Missing the bid

Discussion in 'Order Execution' started by Sam Mcgee, May 5, 2002.

  1. Most of my experience has been with long term trades where I'll try to buy a stock at the bid or just slightly above the bid. I find that this doesn't work very well for short term trades when trying to buy a stock on a breakout. Most times the bid will keep rising and get away from me. Would I be better off giving up trying to save the spread and just placing a market order?

    Thank you in advance for your help,
  2. If the price is really moving in a single direction, it seems that you would have to give up picking your price and just jump on board with the market order. By the time you cancel one limit order and enter a new higher one. the market will can you in the dust.

    I had a similar case with trying to catch a price as it dropped while selling. By time I caught the price (over the counter stock with no market trading) I was lucky to cover my trading fees.
  3. nitro


    So much of trading is common sense.

    If you try to buy on the bid and sell on the offer, you are essentially playing market maker on a stock. Good luck playing that game on Listed stocks, specially ones that have more than a million shares a day traded and have a reasonable range during the day.

    Momemtum (mo) players (again I am talking listed) will "lift" the offer when buying, or "whack" ("hit") the bid when selling (assuming no uptick rule or have a bullet/conversion on the stock) If you think about it, this makes sense - why would you ever want to get filled when the mo of the stock is going against your trade (in your case, where you are plaing market maker) ?

    When playing momemtum, trade with the trend, take offers and whack bids. There are then many variations on this strategy once you get it...To give the analogy with chess, this is the "one move" combination. The Grandmasters of trading play this tactic for multiple move "combinations."

  4. BSAM


    I'll assume you're talking about daytrading in liquid stocks.
    Long answer: Hell yes.
    Short answer: Yes.:cool:

    2002 "Breakouts"?.....Be careful!!!

  5. Sam -

    Your results shouldn't be a surprise - think about it a sec.

    Nitro made good points. You're trying to buy into a breakout - a breakout implies a surplus of buyers and that people are buying and paying up for it at the same time you're trying to shave a few cents and buy it at the low end of the spread by merely joining the inside bid rather than taking the inside offer.

    If you're playing liquid stocks and if you're really catching a breakout (a separate discussion), you can still have a chance of getting filled at the bid (although low probability it's a real breakout) but that penny or two you're trying to save is meaningless compared to missing your entry altogether (again, assuming you're catching a real breakout).

    If you're playing illiquid stocks, chances of successfully being filled at the bid when the price begins to move up is almost zero. In fact, you might get concerned if you did get filled at the bid on what you thought was a breakout on an illiquid stock (could mean the MM driving it is playing you).
  6. LMT 25-30 cents above market is better than market , you never know what can happen like delayed execution 1 point higher!
  7. that's the best answer yet.

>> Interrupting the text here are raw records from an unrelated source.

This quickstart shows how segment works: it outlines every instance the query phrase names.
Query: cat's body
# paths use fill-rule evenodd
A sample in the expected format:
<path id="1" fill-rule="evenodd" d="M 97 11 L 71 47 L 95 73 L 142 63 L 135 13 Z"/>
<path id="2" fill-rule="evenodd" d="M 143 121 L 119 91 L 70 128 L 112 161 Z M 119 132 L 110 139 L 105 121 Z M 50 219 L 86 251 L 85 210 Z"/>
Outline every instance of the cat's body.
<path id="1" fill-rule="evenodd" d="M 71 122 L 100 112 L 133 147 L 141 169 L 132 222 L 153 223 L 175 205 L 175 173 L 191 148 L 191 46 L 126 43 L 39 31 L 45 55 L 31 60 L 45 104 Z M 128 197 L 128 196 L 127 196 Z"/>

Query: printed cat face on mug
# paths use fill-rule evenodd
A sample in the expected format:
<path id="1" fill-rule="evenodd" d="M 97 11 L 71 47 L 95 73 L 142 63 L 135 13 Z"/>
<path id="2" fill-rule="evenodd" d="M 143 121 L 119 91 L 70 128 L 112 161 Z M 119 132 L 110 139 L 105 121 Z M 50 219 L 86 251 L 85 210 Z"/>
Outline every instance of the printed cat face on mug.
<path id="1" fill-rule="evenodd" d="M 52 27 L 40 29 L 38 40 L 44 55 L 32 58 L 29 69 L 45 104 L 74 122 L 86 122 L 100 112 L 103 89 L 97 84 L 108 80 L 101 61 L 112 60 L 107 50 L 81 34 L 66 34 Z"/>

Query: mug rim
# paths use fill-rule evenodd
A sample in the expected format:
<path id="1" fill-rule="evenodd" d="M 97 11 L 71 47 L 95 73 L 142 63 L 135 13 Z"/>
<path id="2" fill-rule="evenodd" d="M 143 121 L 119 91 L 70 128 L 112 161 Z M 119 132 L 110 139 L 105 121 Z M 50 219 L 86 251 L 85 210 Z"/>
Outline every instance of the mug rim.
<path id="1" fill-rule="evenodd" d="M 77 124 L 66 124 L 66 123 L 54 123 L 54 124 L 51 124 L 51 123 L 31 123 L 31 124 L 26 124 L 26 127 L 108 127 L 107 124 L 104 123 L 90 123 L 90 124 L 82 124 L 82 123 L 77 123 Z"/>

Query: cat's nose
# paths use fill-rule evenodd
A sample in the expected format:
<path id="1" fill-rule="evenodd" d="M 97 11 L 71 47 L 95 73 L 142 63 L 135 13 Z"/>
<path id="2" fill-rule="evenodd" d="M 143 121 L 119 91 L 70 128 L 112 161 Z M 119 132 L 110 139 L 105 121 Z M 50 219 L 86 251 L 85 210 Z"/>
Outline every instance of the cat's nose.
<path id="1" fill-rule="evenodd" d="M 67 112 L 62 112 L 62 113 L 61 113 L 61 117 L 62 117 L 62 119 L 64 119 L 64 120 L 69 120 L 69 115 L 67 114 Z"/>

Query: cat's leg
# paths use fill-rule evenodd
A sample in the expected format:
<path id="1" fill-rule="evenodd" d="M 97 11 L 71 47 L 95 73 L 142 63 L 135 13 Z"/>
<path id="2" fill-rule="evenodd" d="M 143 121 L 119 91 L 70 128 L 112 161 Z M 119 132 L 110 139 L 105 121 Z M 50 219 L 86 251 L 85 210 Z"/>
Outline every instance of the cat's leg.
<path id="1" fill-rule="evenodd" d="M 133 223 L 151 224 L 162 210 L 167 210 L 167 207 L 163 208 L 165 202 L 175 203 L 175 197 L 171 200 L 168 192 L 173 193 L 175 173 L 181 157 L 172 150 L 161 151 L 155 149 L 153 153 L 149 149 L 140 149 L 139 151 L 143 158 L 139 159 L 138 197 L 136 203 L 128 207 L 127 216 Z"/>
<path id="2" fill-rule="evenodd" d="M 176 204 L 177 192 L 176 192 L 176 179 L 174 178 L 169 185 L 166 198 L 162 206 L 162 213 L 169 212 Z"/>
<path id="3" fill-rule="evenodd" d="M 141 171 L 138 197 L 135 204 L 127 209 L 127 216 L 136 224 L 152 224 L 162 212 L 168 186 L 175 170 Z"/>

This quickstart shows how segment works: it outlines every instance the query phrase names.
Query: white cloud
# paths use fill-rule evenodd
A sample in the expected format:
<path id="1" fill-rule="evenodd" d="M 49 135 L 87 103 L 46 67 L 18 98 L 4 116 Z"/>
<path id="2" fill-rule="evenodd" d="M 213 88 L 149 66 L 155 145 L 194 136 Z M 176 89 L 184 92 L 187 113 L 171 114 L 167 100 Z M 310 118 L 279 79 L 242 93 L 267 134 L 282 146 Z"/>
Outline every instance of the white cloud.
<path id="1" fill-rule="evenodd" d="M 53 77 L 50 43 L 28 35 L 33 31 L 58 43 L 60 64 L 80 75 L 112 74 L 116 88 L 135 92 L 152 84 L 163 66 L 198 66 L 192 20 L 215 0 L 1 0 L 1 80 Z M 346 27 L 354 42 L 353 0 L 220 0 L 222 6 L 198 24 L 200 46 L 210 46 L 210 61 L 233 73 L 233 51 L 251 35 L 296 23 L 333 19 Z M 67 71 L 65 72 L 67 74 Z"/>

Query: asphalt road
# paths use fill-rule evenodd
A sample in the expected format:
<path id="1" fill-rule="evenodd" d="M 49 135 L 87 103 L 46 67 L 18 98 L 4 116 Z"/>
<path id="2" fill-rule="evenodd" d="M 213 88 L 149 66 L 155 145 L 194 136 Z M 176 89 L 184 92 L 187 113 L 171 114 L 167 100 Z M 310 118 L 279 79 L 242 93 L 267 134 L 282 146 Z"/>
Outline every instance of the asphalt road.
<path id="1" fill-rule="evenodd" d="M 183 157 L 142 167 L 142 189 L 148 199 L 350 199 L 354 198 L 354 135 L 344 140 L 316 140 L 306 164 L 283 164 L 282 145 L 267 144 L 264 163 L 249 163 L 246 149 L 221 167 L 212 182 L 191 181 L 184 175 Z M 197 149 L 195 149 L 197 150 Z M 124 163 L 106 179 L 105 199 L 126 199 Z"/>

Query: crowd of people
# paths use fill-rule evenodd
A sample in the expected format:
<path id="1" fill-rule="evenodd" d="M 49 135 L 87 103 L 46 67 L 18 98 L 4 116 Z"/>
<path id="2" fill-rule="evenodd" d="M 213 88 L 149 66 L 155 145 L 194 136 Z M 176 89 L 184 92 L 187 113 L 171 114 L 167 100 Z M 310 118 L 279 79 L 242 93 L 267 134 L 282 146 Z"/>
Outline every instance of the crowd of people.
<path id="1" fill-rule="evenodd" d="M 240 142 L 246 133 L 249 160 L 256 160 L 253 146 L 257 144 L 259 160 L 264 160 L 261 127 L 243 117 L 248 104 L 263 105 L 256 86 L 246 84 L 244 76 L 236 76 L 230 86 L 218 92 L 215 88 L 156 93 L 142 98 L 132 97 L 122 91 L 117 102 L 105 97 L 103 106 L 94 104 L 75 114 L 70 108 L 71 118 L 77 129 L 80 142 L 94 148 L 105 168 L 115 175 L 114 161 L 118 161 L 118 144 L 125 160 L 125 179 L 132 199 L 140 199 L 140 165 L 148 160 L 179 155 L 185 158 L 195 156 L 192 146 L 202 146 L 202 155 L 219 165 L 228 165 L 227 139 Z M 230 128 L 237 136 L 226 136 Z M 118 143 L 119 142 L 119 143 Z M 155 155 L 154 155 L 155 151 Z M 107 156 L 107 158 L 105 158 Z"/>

Especially when talking about Naz stocks using ECN's where price improvement is almost a given if available.
  8. Why would anyone getting into a *long* term trade worry about buying at the bid? Maybe if there was a wide spread (over 25 cents or so).

    Otherwise you're just playing games.
  9. First of all, if you are thinking of buying a stock, I wouldn't want the stock if I got filled at the bid or near the bid. Second, if a stock is ripping and you wanted to buy it, (for listed stocks at the exchanges) and the quote is not spread up, the best thing to do is probably enter a buy limit above the offer. If he prints way above, you dont want that stocks at that moment anyway. you might try buying it on a temporary pullback...but, of course,...how do you know that the pullback is temporary? Ahhh...the joys of trading! Its kill or be killed.

    If you're talking about ECN's..thats a different story.
  10. Not only does buying the bid often lead to no fill, but even buying the ask on a limit can backfire sometimes when it is moving quickly. I tend to save a tick here and there by buying the ask on a limit, but tend to miss a few moves that really take off. In these cases I either miss the trade (sometimes good, sometimes bad) or chase the price up with my offer or go at market. Overall I think the slippage evens out on liquid issues with entering a limit buy on the ask and entering at market because of the scenarios listed above but buy at bid is all about playing the wrong game.